The challenge is that all of these changes happen on different timescales. Some changes occur on sub-second timescales (fail-over and load-balancing) while other changes can occur over months (system migrations). There is no single indirection technique that will span all these requirements.

do be do be do

Slightly off topic but I couldn’t resist one of my favourite quotes (from Kurt Vonnegut) in response to a post by Miko Matsumura re SOA Governance…

“To be is to do”–Socrates.
“To do is to be”–Jean-Paul Sartre.
“Do be do be do”–Frank Sinatra.

Leverage and Vantage

I’ve been busy with customer projects for the last few weeks and hence the lack of postings. In this post I want to touch on some conversations about top-down versus bottom-up approaches to SOA.

This is a pertinent question because there is still a communications gap between the “business” and “IT” in many (especially large) organizations and as a result SOA initiatives are often driven from the IT side of the fence with little support or even understanding from the business.

There is a fundamental “chicken and egg” problem with SOA. It won’t gain support from the business unless a business case can be made…but conversely SOA payoffs are elusive without business support. Faced with this situation, many IT architects who want to develop an SOA approach are forced to try to conjure the egg out of thin air and hope that a chicken will hatch. The danger with this approach is that rather than gain an SOA you may end up with just a bunch of web services.

Two key facilities that an SOA initiative needs are leverage and vantage. Vantage to see where you need to go, and leverage to push the organization in that direction.
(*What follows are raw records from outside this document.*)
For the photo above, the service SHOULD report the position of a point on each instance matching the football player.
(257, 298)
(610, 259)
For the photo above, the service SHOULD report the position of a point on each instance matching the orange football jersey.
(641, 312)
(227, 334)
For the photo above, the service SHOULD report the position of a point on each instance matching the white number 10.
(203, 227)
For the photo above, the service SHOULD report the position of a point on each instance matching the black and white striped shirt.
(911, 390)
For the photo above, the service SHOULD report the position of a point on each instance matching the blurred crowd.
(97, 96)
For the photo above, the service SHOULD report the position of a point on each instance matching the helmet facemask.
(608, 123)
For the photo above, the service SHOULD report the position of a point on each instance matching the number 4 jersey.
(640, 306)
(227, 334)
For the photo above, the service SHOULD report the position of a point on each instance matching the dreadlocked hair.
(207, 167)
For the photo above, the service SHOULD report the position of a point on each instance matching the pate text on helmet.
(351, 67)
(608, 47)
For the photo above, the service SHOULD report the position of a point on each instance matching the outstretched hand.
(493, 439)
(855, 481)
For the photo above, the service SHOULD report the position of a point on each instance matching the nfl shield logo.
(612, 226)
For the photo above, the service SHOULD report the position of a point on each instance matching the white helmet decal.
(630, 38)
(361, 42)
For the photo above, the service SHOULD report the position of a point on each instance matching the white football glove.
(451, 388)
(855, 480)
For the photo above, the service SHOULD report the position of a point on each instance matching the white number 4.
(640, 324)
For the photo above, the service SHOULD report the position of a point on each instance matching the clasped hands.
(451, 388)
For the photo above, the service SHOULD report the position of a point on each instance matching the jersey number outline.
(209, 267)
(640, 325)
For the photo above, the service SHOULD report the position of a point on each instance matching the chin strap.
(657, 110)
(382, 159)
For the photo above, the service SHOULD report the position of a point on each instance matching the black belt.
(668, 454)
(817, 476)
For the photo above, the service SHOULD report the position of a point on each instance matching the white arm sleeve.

SOA is all about providing services to support the processes of the business – typically across organizational silos. There is a need to understand all the processes and their requirements – now and for the future. This visibility needs a vantage point “above the fray”. A point from where you can see the processes in their entirety. Without this vantage point you risk building the wrong services, or building services for the wrong processes or not anticipating future process changes. Moreover this vantage point must be experienced from the point of view
of the business – not just IT. So the question for an SOA initiative is “who in your organization has this vantage?” You may be lucky and have complete visibility from the IT cockpit, but that is rare. In general no one person has this vantage and it generally resides across different roles and people. Hence the need for some governance process to capture that vantage into a SOA plan.

So let’s suppose you have this vantage and want to execute on an SOA initiative. SOA is primarily about sharing – shared services built on shared resources using shared standards. Without sharing you wont get the SOA pay-off. But sharing requires communication and cooperation. Leverage is required to reconcile conflicting priorities in terms of requirements, schedule, funding, and resources. There may be some organizations where all these conflicts can be reconciled within the IT department, but I haven’t seen any yet. Typically resolution is required at an organizational level above the participants – that is the prime purpose of organizational hirearchy. Hence you need the appropriate leverage to get everyone moving down the SOA path.

While the type of issues your SOA initiative will face are fairly general, the specific issues and their resolution will be germane to your organization. This means that the place you will achieve the right level of vantage and leverage will be different for your organization. You might be lucky enough to work in an IT department that has the appropriate leverage and vantage, but that is rare. More likely you will have to go higher up to get these facilities for a successful SOA. This is the essence of the “top-down” approach to SOA.

I guess the “middle-out” approach might be characterised by “figure out how much leverage and vantage you have access to an scope your initiative from there.”